Sean Crist's Homepage | Home > Professional > Pages > Language/Region Codes | Contact |
Suppose you have a field containing language-region codes, such as en-us or ja-jp, and you want to validate this field. You can do the following:
While there are ISO standards for language codes and for region codes, there are no defined standards for language-region combinations. Any combination of language + region is legal. mn-ie (Mongolian as spoken in Ireland) or cs-jm (Czech as spoken in Jamaica) are unlikely, but just as legal as en-us or ja-jp.
However, you might want to check your field against a reasonable list of likely combinations. This page provides a free list of this type, carefully compiled by a professional linguist who works in natural language processing. In an industry context, this list will probably suffice for most practical validation purposes.

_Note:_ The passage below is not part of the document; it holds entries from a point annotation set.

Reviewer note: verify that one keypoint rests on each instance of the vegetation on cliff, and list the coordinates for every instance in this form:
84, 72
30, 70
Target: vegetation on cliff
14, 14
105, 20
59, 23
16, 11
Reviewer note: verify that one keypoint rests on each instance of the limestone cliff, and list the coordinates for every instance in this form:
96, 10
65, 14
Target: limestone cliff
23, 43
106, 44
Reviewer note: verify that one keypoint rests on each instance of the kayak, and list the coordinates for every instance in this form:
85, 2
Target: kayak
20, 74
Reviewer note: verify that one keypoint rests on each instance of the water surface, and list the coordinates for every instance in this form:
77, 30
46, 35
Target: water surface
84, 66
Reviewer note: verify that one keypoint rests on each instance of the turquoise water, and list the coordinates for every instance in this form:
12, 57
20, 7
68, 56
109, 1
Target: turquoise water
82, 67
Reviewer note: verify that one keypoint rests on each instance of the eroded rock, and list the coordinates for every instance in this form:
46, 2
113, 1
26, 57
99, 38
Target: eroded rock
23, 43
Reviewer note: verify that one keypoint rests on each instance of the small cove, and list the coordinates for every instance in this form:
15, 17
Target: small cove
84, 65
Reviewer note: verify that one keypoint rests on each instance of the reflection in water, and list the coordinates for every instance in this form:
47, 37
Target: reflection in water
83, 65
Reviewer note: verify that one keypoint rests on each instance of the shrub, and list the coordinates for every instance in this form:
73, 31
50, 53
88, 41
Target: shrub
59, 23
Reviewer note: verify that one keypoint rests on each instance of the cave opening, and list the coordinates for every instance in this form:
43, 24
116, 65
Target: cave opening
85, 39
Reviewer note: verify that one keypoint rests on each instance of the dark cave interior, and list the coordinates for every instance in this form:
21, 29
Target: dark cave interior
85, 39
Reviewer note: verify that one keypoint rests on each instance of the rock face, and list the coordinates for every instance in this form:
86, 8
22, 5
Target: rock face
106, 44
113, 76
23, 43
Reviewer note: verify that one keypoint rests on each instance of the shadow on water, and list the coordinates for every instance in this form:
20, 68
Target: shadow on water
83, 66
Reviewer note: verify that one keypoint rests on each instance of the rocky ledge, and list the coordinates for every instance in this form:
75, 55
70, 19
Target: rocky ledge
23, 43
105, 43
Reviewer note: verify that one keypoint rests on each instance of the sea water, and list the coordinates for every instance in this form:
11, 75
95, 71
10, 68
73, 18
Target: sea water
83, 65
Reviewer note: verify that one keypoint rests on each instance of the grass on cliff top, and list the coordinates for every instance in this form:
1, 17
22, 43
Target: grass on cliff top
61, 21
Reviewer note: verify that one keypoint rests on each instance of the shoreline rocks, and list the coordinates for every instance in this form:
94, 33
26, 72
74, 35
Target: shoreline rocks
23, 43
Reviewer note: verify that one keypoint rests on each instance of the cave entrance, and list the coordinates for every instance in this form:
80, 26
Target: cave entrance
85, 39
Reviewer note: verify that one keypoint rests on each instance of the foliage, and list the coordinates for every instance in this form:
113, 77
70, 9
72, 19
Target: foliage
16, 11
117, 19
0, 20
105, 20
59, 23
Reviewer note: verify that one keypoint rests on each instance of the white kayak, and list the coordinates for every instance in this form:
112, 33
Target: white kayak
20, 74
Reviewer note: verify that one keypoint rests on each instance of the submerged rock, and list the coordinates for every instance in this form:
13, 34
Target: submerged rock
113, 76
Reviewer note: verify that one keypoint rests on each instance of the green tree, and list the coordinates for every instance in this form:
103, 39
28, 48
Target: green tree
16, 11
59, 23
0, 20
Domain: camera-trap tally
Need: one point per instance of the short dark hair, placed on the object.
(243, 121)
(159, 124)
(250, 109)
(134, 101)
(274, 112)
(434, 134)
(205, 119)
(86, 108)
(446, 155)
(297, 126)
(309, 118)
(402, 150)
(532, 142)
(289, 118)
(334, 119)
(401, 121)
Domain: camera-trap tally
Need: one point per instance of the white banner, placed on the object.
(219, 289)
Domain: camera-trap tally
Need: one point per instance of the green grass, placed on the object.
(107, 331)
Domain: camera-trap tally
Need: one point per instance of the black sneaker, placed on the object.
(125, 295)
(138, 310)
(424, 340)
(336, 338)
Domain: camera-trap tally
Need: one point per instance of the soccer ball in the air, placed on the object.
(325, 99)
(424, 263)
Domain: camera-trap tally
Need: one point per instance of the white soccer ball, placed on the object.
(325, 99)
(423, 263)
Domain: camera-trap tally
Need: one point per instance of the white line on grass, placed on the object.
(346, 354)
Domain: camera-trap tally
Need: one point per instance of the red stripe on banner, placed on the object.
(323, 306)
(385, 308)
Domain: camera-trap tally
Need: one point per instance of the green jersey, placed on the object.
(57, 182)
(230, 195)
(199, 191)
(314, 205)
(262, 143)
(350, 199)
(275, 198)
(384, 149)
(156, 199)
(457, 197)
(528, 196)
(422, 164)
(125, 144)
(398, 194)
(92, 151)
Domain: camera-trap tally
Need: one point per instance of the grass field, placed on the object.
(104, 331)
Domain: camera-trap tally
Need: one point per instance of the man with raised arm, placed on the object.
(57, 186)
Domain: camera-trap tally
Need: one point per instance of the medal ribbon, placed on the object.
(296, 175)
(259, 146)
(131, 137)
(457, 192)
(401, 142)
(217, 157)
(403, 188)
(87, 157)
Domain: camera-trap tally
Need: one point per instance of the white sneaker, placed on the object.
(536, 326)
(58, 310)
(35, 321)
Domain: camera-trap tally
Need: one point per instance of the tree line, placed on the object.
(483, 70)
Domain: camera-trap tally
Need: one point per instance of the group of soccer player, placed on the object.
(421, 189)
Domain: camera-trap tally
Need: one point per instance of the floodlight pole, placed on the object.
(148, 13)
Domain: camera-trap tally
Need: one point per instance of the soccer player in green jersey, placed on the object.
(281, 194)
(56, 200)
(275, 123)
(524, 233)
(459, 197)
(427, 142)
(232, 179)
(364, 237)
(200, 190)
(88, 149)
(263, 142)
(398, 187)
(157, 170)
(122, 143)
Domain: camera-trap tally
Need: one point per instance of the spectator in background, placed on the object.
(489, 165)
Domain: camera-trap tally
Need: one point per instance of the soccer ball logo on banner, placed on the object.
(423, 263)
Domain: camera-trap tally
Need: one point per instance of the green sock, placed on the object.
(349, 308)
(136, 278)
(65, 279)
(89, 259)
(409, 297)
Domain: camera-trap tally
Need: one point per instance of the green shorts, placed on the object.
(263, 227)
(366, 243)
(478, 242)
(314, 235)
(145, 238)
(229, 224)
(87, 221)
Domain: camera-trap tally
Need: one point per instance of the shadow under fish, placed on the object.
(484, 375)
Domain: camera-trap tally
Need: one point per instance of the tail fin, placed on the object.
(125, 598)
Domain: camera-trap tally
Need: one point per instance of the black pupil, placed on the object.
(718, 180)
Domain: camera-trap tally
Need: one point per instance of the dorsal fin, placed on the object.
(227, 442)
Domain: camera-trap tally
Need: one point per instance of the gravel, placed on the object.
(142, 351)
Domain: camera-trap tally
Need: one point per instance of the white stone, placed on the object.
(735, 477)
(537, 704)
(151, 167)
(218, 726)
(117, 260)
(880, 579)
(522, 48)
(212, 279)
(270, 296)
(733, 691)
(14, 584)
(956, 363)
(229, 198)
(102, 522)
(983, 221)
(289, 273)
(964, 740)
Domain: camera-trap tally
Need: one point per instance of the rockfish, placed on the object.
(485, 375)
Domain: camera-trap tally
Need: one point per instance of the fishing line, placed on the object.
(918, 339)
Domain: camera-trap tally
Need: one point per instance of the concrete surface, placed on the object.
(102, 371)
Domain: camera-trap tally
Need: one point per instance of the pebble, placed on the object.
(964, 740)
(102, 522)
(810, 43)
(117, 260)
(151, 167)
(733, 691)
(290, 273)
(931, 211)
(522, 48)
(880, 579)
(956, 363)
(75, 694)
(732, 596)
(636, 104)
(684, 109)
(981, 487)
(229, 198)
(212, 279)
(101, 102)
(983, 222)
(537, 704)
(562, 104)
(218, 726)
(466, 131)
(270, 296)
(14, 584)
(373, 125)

This project grew out of a work project where I had to draw together linguistic data from many different sources. I observed that language/region codes are not always correct. I needed an automated means to detect likely errors and flag them.
For example, one source of data included the code ar-ar. The language code ar means Arabic, but the region code ar means Argentina. I am not aware of any significant community of Arabic speakers in Argentina, and feel safe in considering this to be an error. Whoever created the data may have meant "Arabic as spoken in (Saudi) Arabia", or perhaps followed the model of codes such as de-de or fr-fr where the language and region codes happen to be the same.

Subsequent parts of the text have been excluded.